The massive espionage scandal requires a policy response from the White House.
One of the urgent issues that Barack Obama must address is how the National Security Administration (NSA) should operate. In January, the U.S. president will announce his plans to regulate the surveillance activities carried out by the intelligence services. It is a promise that cannot be postponed. The uncontrolled appetite of U.S. espionage, exposed by Edward Snowden, demands an immediate policy response from the White House.
The slow leak of information by the former NSA employee and his colleagues has eroded the American image and ability to maneuver. It has affected U.S. relations with even its closest allies.
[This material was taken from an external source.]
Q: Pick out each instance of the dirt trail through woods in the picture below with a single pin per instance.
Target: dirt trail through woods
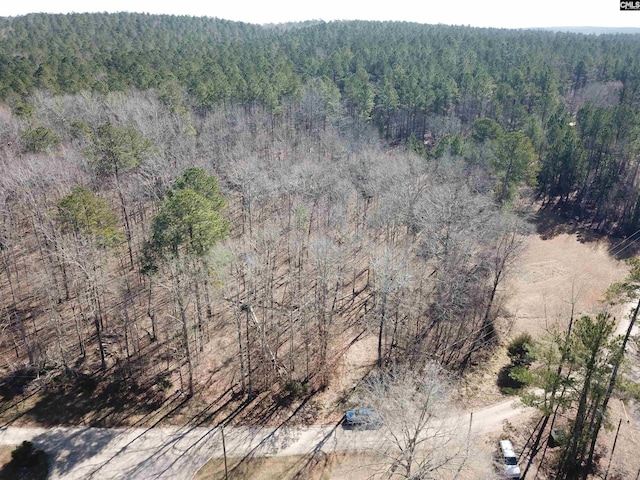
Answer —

Leaks reveal the global monitoring of phone calls and the Internet in pursuit of terrorists as well as direct spying for political, and sometimes even commercial, ends. In fact, last Friday it came out that NSA had intercepted cell phone calls made by Joaquín Almunia, vice president of the European Commission, when, at the dawn of the 2008 crisis, he was responsible for the economic affairs.
Since June, Obama has not stopped excusing himself to the leaders in question. Now he should take the next step of acting in concrete ways to end to the abuse. The report created by a committee of experts (which he appointed) is on his desk. It proposes ways to limit the reach of espionage, including greater presidential control of certain decisions and the placement of a team of lawyers inside the secret court which — seemingly as just a formality — authorizes NSA operations. Other suggestions, such as leaving the collection and storage of metadata to telephone companies or some private entity, have been rejected by those responsible for intelligence.
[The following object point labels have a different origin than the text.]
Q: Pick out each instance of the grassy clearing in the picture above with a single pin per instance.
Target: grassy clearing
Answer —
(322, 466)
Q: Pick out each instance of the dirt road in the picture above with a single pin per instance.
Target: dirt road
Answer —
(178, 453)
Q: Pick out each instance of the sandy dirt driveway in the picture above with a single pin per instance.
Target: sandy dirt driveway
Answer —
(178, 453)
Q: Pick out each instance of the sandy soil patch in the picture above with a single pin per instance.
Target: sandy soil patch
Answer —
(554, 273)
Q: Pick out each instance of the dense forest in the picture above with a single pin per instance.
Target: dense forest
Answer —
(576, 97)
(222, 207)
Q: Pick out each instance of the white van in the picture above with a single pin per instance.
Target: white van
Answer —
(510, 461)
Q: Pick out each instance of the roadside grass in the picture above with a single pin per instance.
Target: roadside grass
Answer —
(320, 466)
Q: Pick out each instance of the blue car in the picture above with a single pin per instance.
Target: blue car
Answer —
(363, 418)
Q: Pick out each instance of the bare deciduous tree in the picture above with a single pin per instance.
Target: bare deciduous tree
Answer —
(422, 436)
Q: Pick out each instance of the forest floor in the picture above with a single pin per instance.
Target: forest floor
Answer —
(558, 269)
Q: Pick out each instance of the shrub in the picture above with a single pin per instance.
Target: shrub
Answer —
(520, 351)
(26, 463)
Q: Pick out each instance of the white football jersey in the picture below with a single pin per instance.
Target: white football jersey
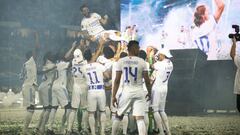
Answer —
(204, 38)
(144, 85)
(237, 77)
(92, 24)
(49, 76)
(163, 71)
(93, 73)
(29, 73)
(61, 74)
(114, 75)
(77, 68)
(132, 69)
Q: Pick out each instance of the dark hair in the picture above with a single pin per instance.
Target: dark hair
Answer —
(83, 6)
(132, 44)
(108, 52)
(198, 15)
(29, 54)
(142, 54)
(87, 54)
(123, 54)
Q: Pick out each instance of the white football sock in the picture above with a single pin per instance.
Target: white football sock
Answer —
(51, 118)
(71, 119)
(44, 121)
(115, 125)
(40, 119)
(146, 120)
(165, 122)
(85, 120)
(158, 121)
(28, 119)
(125, 124)
(141, 127)
(92, 123)
(103, 122)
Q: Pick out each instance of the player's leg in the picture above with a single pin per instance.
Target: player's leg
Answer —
(63, 99)
(123, 105)
(28, 119)
(165, 122)
(67, 110)
(125, 123)
(41, 93)
(45, 119)
(74, 106)
(162, 103)
(138, 112)
(238, 102)
(156, 115)
(132, 124)
(116, 123)
(146, 120)
(83, 106)
(92, 107)
(29, 101)
(51, 119)
(102, 106)
(40, 120)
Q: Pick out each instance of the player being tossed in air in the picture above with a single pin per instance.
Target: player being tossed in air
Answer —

The report is linked to a judicial decision that questions — appropriately — the constitutionality of electronic surveillance programs created after 9/11 based on the grounds of arbitrary and indiscriminate invasion of privacy. This case and at least three others will likely reach the Supreme Court.
Obama should restore confidence because terrorist networks create challenges that require international collaboration. Thus, it is essential that NSA be adequately supervised. This might also be the right moment to review the Patriot Act, which has enabled these and other serious excesses.